Arterial stiffness and blood pressure in young, otherwise healthy adults may take as long as six months to improve following a COVID-19 infection, according to research conducted at Appalachian State University in North Carolina. The discovery was made in a follow-up study using longitudinal tracking of people recently infected with COVID-19. The findings are published ahead of print in the Journal of Applied Physiology.
Physiologists wanted to know if or when arterial stiffness and blood pressure in 14 young adults (seven men and seven women) would improve following a COVID-19 infection. Progress in these areas would ultimately improve vascular health during the recovery process. Arterial stiffness is typically caused by aging, hardening of artery walls and inflammation. Increased arterial stiffness or blood pressure is associated with an increased risk of cardiovascular diseases such as heart failure, hypertension and stroke.
The researchers performed testing on the study volunteers in a lab once a month for six months. Testing included a health survey and measurements of blood pressure and pulse wave velocity, and pulse wave analysis, among other markers of arterial disease. Researchers began seeing improvements to arterial stiffness and blood pressure by months five and six.

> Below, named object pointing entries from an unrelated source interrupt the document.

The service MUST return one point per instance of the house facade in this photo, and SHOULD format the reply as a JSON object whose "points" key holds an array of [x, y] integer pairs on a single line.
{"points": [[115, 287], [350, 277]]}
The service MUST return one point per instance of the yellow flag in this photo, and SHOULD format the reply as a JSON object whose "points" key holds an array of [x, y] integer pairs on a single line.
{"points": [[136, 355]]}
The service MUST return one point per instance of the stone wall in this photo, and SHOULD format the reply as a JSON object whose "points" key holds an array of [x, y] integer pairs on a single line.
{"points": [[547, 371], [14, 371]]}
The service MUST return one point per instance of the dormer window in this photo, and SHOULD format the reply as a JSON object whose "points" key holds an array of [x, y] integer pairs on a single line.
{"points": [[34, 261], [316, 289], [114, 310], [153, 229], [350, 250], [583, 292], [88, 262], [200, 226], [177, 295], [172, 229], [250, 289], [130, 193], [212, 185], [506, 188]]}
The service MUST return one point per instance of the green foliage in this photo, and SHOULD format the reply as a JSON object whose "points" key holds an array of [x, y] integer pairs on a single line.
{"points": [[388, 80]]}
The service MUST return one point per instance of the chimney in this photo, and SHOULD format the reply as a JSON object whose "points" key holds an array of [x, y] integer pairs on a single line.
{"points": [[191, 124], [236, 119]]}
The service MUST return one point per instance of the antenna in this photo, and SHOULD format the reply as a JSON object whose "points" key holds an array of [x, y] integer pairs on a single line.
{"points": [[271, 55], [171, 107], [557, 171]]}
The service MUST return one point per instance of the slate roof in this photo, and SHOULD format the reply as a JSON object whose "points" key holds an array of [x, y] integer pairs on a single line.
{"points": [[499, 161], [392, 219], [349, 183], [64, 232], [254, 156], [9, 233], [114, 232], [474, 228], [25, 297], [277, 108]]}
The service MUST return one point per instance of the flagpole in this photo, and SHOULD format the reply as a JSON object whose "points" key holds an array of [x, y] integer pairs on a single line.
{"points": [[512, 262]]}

The results of the study suggest that several months of recovery after infection may be necessary, even for young, caffeine free fat burner healthy adults.
“We need a better understanding of the long-term impact of COVID-19,” said Stephen Ratchford, Ph.D., principal investigator on the study. “I think this is a step in the right direction to understanding the potential long-term vascular complications caused by COVID-19. If it can take young, relatively healthy individuals this long to recover, I am curious about more susceptible populations and how others will recover following additional infections with other COVID-19 variants.”